Q&A with a Northwestern Medicine Music Therapist
At Northwestern Medicine, one of the most advanced programs of its kind is giving rise to notable clinical results. Music therapy has been making headlines lately for its ability to stimulate areas in the brain that are hard to reach—and Northwestern Medicine has been leading the field for nearly ten years.
“Music therapy can be used to increase a patient’s recovery potential. When research-based music therapy techniques are used in the clinical setting, the results can be truly amazing,” says Stephanie Kleba, a Northwestern Medicine music therapist. “The past decade has seen the rise in research supporting the value of music therapy in rehabilitation, leading to a new sub-specialty field: neurologic music therapy.”
Kleba directs the Music Therapy Program and supervises a team who works with a number of Northwestern Medicine groups, including Delnor Hospital, Central DuPage Hospital, Northwestern Hospice group, and Behavioral Health Services. They also provide support groups, such as Resilient Rhythms, a neurologic music therapy support group, at Central DuPage Hospital. Kishwaukee Hospice provides music therapy services as well.
What is music therapy?
According to the American Music Therapy Association, music therapy is the clinical and evidence-based use of music interventions to accomplish individualized goals within a therapeutic relationship by a credentialed professional. The manipulation of specific musical characteristics, like melody, volume, tonality and rhythm, can support anxiety reduction, decrease perception of pain, manage stress, and improve communication.
Music therapists fine-tune these aspects based on clinical expertise and individual patient needs. Certain types of music can help us organize information, and familiar tunes tap into old memories helping us recall lyrics and trigger emotions. Sharing musical experiences can strengthen patient/therapist bonds.
Does music therapy support memory and learning?
Music therapists frequently see clients with neurologic impairments, such as stroke, brain injury, Parkinson’s disease, Alzheimer’s disease, etc., as well as many people dealing with memory loss. Often, to the surprise of family and friends, these patients respond to music therapy by recalling, and singing word-for-word lyrics to favorite old tunes during sessions. It’s amazing to see, when the patients might not be able to remember words otherwise. Brain studies show that when a patient engages in musical activity, the entire brain lights up.
Music therapists also see the value of using music – specifically singing – in partnership with the learning of new material and relearning tasks. Music therapy motivates patients to organize and accomplishing goals. An excellent example of learning a long segment of information through singing – i.e., the alphabet to the familiar tune of “Twinkle, Twinkle Little Star.”
Who can music therapy help?
We are seeing research and work with patients suffering from many different disorders, so we would not rule any condition out. Music therapists address physical, emotional, social, and cognitive needs and communication. We see a variety of ages and backgrounds: premature infants; children with autism, as well as learning disabilities and/or physical limitations; adults with disorders of consciousness; patients suffering pain or emotional needs, such as anxiety and depression; end-stage dementia; and people in hospice care.
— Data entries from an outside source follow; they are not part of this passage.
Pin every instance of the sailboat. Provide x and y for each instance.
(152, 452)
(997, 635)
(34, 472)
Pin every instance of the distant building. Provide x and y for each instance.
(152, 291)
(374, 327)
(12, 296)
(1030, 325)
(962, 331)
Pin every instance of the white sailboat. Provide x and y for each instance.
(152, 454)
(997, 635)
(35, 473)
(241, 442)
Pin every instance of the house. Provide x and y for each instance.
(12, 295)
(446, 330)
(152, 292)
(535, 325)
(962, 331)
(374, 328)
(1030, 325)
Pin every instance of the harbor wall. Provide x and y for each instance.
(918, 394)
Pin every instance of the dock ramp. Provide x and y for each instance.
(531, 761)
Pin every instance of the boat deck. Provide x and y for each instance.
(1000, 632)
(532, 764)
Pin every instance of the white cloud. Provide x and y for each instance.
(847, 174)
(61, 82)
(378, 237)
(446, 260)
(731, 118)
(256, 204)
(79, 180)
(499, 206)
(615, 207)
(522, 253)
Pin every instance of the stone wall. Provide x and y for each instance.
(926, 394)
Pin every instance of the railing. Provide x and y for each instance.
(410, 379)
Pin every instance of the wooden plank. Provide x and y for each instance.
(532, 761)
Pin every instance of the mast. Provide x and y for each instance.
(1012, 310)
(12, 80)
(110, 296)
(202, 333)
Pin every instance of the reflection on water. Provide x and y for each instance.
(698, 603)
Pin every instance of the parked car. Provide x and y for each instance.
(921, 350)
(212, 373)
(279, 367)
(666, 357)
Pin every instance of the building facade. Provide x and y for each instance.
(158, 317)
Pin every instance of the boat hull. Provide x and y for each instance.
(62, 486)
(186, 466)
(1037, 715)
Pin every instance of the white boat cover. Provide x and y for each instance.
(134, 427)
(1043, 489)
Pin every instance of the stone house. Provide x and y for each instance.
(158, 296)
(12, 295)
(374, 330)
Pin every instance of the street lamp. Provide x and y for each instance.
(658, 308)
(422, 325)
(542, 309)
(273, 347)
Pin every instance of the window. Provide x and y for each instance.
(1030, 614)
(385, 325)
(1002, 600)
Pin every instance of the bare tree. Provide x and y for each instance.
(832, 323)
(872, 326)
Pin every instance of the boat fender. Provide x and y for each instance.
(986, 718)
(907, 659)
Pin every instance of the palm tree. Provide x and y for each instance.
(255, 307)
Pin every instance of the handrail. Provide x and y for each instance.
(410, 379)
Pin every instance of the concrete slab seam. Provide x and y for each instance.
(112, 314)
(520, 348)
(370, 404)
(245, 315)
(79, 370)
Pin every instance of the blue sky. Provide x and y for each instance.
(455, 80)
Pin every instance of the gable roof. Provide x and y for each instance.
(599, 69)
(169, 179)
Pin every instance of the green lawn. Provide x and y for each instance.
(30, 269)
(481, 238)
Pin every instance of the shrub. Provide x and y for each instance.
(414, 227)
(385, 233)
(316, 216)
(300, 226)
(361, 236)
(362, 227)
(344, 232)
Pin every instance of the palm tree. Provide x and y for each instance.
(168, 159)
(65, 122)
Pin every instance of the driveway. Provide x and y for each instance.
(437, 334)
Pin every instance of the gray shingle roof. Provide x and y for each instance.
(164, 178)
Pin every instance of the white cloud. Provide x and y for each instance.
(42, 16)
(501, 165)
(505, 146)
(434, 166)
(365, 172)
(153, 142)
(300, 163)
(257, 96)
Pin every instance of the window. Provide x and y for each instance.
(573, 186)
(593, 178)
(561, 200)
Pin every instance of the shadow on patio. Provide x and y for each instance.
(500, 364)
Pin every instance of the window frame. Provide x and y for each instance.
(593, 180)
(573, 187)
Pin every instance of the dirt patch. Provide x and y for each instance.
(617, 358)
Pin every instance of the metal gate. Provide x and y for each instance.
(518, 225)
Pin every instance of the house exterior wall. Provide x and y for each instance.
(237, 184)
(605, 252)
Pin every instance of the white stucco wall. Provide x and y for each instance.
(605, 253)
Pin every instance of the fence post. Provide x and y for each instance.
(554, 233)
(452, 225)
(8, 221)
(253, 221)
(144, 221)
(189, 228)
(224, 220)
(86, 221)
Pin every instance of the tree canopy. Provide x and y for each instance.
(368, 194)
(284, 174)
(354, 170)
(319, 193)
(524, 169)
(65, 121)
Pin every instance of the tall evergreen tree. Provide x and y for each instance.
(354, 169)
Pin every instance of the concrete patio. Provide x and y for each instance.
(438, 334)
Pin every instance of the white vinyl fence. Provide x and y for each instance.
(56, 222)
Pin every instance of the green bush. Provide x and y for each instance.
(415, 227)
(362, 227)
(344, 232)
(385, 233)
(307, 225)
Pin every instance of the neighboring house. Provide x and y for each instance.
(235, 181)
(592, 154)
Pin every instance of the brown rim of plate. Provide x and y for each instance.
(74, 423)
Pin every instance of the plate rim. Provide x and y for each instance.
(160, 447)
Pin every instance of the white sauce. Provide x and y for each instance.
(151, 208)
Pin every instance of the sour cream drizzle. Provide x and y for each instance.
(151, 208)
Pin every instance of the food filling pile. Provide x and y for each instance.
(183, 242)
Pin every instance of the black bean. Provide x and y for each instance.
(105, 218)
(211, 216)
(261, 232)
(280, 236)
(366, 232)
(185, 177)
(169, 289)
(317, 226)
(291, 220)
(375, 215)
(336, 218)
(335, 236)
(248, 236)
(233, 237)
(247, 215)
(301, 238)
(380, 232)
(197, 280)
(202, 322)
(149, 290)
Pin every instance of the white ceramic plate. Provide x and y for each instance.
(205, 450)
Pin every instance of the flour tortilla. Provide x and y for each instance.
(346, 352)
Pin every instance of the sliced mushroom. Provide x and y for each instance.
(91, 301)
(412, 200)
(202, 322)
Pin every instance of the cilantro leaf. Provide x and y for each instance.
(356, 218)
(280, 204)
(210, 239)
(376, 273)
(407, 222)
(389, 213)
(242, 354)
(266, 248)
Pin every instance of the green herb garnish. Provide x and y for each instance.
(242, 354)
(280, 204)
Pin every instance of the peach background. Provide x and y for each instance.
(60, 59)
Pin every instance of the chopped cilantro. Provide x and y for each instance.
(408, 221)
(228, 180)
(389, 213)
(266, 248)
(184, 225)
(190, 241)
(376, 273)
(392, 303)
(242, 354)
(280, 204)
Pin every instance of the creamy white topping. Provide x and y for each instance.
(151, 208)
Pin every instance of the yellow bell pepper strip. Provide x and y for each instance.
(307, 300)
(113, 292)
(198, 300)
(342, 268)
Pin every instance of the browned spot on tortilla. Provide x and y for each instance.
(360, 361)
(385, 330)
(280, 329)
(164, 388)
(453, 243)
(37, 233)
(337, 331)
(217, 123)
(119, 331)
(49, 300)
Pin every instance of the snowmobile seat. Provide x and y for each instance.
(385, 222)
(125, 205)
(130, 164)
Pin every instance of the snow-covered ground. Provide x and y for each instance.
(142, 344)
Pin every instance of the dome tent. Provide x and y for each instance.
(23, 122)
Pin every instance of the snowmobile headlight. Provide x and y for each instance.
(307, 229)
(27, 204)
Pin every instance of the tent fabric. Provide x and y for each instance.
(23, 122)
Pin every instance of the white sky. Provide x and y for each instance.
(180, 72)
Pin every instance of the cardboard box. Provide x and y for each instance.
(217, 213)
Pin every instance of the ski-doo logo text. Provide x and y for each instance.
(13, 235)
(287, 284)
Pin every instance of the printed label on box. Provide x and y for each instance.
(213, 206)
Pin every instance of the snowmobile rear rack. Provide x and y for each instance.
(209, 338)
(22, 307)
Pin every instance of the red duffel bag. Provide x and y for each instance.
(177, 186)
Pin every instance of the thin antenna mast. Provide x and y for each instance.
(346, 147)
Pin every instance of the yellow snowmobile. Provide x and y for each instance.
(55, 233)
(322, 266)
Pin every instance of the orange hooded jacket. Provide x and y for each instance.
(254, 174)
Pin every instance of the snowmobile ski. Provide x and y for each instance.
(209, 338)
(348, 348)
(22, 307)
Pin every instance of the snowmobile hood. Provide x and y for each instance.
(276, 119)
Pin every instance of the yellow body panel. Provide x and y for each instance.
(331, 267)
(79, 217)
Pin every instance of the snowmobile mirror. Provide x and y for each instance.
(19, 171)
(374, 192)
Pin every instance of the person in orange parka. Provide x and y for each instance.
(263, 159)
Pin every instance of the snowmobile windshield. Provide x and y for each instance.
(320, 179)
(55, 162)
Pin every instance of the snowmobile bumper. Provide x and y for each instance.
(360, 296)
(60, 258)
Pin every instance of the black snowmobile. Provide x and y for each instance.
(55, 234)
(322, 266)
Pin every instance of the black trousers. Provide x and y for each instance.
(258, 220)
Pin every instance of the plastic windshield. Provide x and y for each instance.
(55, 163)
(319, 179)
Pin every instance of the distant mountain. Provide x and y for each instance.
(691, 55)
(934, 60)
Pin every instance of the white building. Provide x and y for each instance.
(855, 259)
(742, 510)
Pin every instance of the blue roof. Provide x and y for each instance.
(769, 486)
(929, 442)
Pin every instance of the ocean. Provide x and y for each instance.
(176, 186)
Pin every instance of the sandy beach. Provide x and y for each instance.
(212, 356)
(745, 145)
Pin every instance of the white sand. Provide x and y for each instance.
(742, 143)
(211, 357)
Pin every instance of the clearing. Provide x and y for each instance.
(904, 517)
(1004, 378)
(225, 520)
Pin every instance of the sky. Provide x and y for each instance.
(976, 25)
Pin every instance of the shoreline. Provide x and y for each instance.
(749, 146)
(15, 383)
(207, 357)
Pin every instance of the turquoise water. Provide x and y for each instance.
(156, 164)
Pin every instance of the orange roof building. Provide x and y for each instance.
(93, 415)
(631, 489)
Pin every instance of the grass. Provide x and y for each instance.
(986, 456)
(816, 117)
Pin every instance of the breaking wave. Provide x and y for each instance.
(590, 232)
We are seeing some amazing progress for stroke patients experiencing expressive aphasia, because of music’s ability to support communication through Melodic Intonation Therapy. You don’t have to sing or love music to benefit. If you are open and interested in enhancing therapeutic outcomes, then music therapy may be helpful.
How often do you see patients for music therapy?
Music therapists assess each individual’s strengths and needs, develop goals, and plan sessions accordingly. We see our patients based on needs, but sometimes frequency is dictated by schedules. Typically, we try to visit two or three times per week in the hospitals, and we try to visit weekly or every other week for hospice clients in their residences. The mental health groups are offered weekly, but we have been considering increasing the frequency due to growing needs.
What makes the Music Therapy Program at Northwestern Medicine successful?
I supervise an outstanding team of professionals, passionate about leading our field though evidence-based practice. The Music Therapy Program, established in 2007 at Delnor Hospital, was carefully developed. In 2013, we began growing and adding more music therapists with specific clinical specialties to meet the growing patient populations.
What does the future hold for the Music Therapy Program at Northwestern Medicine?
In an effort to continue supporting research in the field of music therapy, our team is working with Wendy Magee, PhD, an associate professor of music therapy at Temple University. Magee and a team of researchers have developed a Music Therapy assessment tool called the MATADOC. This assessment tool focuses heavily on engaging the patient’s auditory system, and provides key information in evaluating awareness states for patients with conditions where awareness has been compromised due to brain damage or cognitive deficit. We are looking forward to a continuing partnership with Dr. Magee in the future.